Preconditioning strategies for vectorial finite element linear systems arising from phase-field models for fracture mechanics

Abstract Phase-field models are frequently adopted to simulate fracture mechanics problems in the context of the finite element method. To depict fracture, this method involves solving a coupled set of Helmholtz-like damage-field equation and augmented linear momentum balance equation. Solutions to these coupled equations are then used as descriptions of crack propagation phenomena within solids. However, this method imposes a constrain of using extremely fine meshing for properly predicting cracks. For practical problems of interest, this very often leads to linear systems with large sizes that have to be repetitively assembled and solved.
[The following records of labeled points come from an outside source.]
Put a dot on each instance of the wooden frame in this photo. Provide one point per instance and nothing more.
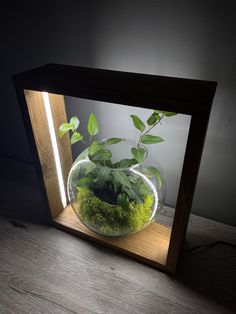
(157, 245)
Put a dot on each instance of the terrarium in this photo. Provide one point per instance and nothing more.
(114, 186)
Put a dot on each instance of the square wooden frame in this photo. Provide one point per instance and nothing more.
(157, 245)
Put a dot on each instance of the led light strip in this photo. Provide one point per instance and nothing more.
(52, 133)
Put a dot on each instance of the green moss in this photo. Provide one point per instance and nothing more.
(112, 219)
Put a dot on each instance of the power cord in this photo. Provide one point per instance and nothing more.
(209, 245)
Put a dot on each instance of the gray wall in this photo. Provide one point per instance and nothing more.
(193, 39)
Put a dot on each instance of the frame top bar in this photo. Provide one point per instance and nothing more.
(143, 90)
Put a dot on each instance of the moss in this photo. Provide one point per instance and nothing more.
(112, 219)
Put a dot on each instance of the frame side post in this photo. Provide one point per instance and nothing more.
(196, 138)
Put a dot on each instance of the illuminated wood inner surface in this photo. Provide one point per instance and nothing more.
(149, 245)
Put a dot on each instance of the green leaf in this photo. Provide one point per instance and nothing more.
(65, 127)
(151, 139)
(125, 163)
(93, 126)
(138, 123)
(75, 137)
(85, 181)
(114, 140)
(102, 154)
(123, 200)
(95, 147)
(133, 193)
(153, 118)
(89, 168)
(154, 171)
(122, 178)
(138, 153)
(74, 121)
(103, 174)
(170, 114)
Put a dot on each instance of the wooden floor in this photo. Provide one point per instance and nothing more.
(45, 270)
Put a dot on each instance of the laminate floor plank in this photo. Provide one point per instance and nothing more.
(44, 270)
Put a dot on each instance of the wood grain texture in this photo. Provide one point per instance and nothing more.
(58, 110)
(150, 245)
(134, 89)
(170, 94)
(35, 104)
(44, 270)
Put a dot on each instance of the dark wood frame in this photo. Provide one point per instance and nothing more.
(187, 96)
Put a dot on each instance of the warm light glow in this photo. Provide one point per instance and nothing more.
(52, 133)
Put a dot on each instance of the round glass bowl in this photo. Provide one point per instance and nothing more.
(114, 200)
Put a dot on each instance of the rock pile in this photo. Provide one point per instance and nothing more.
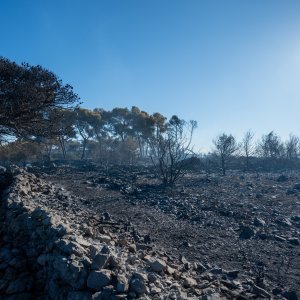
(53, 247)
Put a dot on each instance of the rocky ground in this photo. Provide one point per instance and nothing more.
(249, 223)
(209, 237)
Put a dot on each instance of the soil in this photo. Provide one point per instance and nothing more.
(248, 222)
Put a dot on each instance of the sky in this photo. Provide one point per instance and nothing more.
(230, 65)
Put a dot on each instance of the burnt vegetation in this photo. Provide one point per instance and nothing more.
(237, 206)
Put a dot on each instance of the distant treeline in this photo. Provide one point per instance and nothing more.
(40, 120)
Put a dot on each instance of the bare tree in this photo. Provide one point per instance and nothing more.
(292, 147)
(28, 94)
(247, 147)
(170, 148)
(270, 146)
(225, 147)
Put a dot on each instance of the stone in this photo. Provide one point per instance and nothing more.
(114, 261)
(98, 279)
(76, 295)
(189, 282)
(17, 286)
(296, 186)
(103, 238)
(138, 286)
(293, 241)
(259, 222)
(122, 284)
(246, 233)
(158, 265)
(233, 273)
(99, 261)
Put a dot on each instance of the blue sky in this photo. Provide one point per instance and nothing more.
(230, 65)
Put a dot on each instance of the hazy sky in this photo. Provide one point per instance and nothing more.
(230, 65)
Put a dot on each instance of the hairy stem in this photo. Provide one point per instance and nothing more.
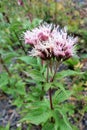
(50, 90)
(50, 98)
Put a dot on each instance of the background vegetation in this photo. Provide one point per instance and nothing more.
(20, 15)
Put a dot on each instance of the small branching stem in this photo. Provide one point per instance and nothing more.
(4, 66)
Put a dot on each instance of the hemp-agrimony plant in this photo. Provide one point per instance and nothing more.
(53, 46)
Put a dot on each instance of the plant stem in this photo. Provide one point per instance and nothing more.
(50, 98)
(4, 66)
(50, 90)
(20, 42)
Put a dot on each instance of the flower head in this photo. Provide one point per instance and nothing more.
(50, 42)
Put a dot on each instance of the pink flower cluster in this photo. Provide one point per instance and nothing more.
(50, 41)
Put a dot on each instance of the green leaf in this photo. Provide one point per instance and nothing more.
(48, 126)
(29, 60)
(39, 113)
(61, 96)
(65, 73)
(36, 75)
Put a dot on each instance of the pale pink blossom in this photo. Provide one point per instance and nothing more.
(50, 41)
(20, 2)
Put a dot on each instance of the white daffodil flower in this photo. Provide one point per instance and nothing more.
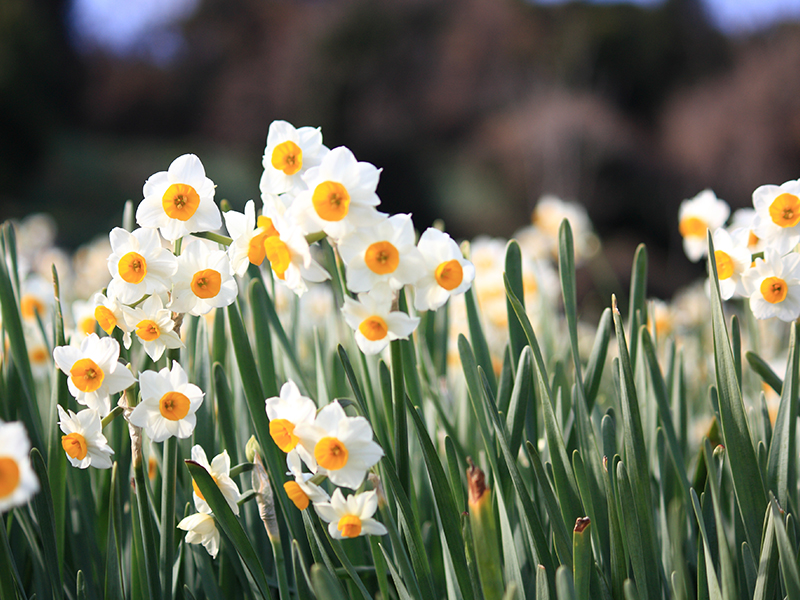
(179, 201)
(83, 439)
(777, 219)
(203, 280)
(696, 216)
(773, 285)
(139, 265)
(93, 371)
(289, 154)
(447, 273)
(383, 253)
(18, 482)
(340, 196)
(201, 528)
(351, 517)
(220, 470)
(153, 326)
(169, 403)
(342, 446)
(374, 322)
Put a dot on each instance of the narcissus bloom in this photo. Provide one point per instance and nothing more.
(703, 212)
(179, 201)
(93, 371)
(301, 490)
(773, 285)
(351, 517)
(220, 470)
(168, 405)
(374, 321)
(83, 439)
(289, 154)
(384, 253)
(342, 446)
(778, 215)
(201, 528)
(153, 326)
(287, 411)
(340, 196)
(139, 265)
(203, 280)
(18, 482)
(447, 273)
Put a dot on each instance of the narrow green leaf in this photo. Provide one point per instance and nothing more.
(229, 524)
(43, 505)
(747, 482)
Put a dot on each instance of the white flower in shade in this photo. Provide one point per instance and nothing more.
(93, 373)
(732, 259)
(201, 528)
(179, 201)
(287, 411)
(742, 229)
(248, 233)
(340, 196)
(289, 154)
(18, 482)
(290, 256)
(139, 265)
(168, 405)
(342, 446)
(302, 490)
(351, 517)
(703, 212)
(220, 470)
(374, 321)
(153, 326)
(778, 215)
(773, 285)
(203, 280)
(385, 252)
(83, 439)
(447, 273)
(108, 313)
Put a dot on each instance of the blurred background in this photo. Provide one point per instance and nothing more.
(473, 108)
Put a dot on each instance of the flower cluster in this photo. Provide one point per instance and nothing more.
(755, 255)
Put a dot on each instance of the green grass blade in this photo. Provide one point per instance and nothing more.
(747, 482)
(782, 459)
(229, 524)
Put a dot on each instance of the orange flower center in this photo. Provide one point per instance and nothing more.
(330, 453)
(278, 254)
(174, 406)
(180, 201)
(105, 317)
(296, 494)
(449, 274)
(74, 445)
(692, 227)
(331, 201)
(774, 289)
(206, 283)
(287, 157)
(382, 258)
(148, 330)
(373, 328)
(724, 264)
(350, 526)
(9, 476)
(785, 210)
(86, 375)
(282, 432)
(132, 267)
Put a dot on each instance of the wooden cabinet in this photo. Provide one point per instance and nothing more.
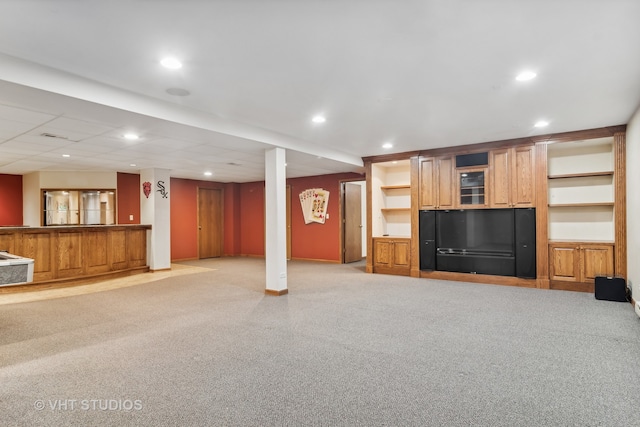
(69, 253)
(580, 262)
(391, 198)
(581, 190)
(392, 255)
(437, 183)
(512, 177)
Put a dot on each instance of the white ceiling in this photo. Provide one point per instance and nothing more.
(418, 73)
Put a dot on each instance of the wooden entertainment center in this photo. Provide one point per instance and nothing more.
(575, 181)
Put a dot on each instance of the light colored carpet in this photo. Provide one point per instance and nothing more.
(342, 348)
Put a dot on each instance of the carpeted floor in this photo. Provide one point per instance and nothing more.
(343, 348)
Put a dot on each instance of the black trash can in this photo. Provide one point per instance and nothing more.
(611, 288)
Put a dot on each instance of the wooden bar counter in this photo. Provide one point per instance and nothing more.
(77, 254)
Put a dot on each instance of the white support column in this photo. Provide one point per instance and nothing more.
(155, 209)
(276, 229)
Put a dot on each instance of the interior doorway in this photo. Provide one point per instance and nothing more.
(353, 221)
(210, 225)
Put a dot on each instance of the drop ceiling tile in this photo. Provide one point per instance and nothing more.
(24, 116)
(79, 126)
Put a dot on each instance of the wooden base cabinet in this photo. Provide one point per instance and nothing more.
(574, 265)
(392, 255)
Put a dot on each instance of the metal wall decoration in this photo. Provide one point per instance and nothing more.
(162, 190)
(314, 202)
(146, 189)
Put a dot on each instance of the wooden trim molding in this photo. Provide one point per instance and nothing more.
(620, 212)
(369, 264)
(275, 293)
(491, 145)
(542, 217)
(415, 217)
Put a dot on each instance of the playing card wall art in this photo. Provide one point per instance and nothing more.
(314, 202)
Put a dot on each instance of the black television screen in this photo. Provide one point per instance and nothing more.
(475, 230)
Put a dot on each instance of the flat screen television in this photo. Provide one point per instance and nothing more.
(482, 231)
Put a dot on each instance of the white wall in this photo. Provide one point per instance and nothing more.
(633, 204)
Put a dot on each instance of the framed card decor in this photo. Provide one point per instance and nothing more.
(314, 202)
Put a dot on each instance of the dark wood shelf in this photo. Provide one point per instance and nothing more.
(579, 205)
(395, 187)
(581, 175)
(385, 210)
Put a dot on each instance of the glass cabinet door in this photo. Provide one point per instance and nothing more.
(79, 207)
(471, 184)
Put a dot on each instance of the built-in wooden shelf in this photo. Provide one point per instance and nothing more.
(385, 210)
(395, 187)
(581, 175)
(579, 205)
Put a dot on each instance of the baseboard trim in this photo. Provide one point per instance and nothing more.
(275, 293)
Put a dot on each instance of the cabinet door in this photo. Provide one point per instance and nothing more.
(445, 183)
(596, 261)
(522, 177)
(471, 187)
(564, 263)
(428, 183)
(500, 193)
(382, 252)
(401, 253)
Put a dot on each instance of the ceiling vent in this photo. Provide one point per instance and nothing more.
(52, 135)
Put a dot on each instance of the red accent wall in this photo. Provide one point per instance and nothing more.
(252, 218)
(315, 240)
(10, 200)
(232, 227)
(244, 218)
(128, 198)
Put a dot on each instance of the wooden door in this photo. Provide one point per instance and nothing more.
(352, 222)
(210, 226)
(401, 253)
(445, 183)
(522, 177)
(564, 262)
(500, 180)
(597, 260)
(288, 222)
(382, 249)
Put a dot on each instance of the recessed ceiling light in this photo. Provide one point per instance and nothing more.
(171, 63)
(526, 75)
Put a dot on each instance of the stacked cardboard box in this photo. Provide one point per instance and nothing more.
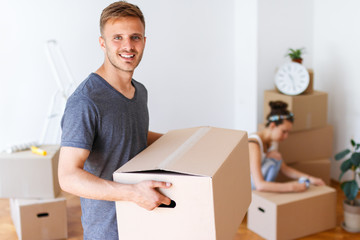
(308, 149)
(31, 183)
(309, 145)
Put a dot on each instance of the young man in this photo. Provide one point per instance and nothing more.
(105, 124)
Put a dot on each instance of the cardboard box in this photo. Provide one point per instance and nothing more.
(292, 215)
(41, 219)
(318, 168)
(209, 170)
(308, 145)
(28, 175)
(310, 110)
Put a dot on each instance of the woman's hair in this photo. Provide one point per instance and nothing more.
(278, 113)
(120, 9)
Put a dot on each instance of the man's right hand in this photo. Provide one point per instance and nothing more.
(147, 196)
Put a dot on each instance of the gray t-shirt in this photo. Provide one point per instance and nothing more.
(114, 128)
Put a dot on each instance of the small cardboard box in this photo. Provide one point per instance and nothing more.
(308, 145)
(318, 168)
(292, 215)
(209, 170)
(28, 175)
(41, 219)
(310, 110)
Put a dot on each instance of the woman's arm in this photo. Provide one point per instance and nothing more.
(295, 174)
(258, 179)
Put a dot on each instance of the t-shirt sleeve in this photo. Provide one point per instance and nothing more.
(79, 123)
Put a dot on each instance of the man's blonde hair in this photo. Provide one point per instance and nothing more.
(120, 9)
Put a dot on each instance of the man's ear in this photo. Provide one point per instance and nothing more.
(102, 43)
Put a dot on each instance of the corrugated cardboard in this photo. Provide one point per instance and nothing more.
(310, 110)
(318, 168)
(292, 215)
(209, 170)
(41, 219)
(308, 145)
(28, 175)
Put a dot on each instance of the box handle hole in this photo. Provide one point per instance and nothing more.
(42, 215)
(171, 205)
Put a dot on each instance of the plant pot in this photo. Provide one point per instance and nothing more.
(298, 60)
(351, 216)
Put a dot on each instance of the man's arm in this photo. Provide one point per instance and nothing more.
(74, 179)
(152, 137)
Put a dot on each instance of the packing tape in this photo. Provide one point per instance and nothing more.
(183, 148)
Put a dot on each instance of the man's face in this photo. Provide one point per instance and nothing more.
(123, 43)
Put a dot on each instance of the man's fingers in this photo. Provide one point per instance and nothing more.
(156, 184)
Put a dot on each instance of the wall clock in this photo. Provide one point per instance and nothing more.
(292, 78)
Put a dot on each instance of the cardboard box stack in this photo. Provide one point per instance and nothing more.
(211, 191)
(308, 149)
(309, 145)
(31, 183)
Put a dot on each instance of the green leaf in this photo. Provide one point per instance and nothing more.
(355, 159)
(341, 174)
(350, 189)
(342, 154)
(346, 165)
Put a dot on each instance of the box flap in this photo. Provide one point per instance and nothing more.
(197, 151)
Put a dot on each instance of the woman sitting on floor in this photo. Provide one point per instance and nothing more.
(266, 161)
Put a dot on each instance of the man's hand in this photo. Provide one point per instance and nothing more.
(147, 196)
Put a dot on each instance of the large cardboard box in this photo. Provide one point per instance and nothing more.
(310, 110)
(40, 219)
(28, 175)
(318, 168)
(292, 215)
(209, 170)
(308, 145)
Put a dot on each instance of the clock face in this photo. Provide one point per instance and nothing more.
(292, 78)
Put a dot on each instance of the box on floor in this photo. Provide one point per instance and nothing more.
(308, 145)
(30, 175)
(310, 110)
(318, 168)
(292, 215)
(41, 219)
(209, 170)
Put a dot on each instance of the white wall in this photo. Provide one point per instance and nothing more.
(336, 66)
(189, 65)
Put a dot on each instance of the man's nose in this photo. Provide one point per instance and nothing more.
(127, 44)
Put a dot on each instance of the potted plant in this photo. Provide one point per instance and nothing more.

As such, iterative solution procedures such as the Krylov subspace-based methods for solving these large linear systems within the framework of serial/parallel computing environments become mandatory to obtain results in a feasible time. In this work, the vectorial finite discretization for a hybrid phase-field formulation – a monolithic solving scheme – is presented. The underlying nonlinearity present in the coupled set of equations of the hybrid phase-field model is dealt through Picard iteration that helps to preserve the symmetry of the linearized system to solve. Due to the symmetric positive definite nature of the finite element linear systems obtained for this problem, the conjugate gradient method makes a standard choice of iterative solution algorithm. In this article, to improve convergence rates, consequently time to solution, of the conjugate gradient method applied to crack propagation problems, different preconditioning strategies are analyzed, tuned, and discussed. Brittle fracture benchmarks are used to measure the performance of preconditioners which are then applied to massively parallel simulations with millions of unknowns. A series of numerical experiments show that the algebraic multigrid preconditioner is well suited for solving the phase-field model for fracture, being superior to the Jacobi and the block Jacobi preconditioning in all regards: ease of solving the problem, iterations to converge, time to solution, and parallel scaling on more than a thousand processes.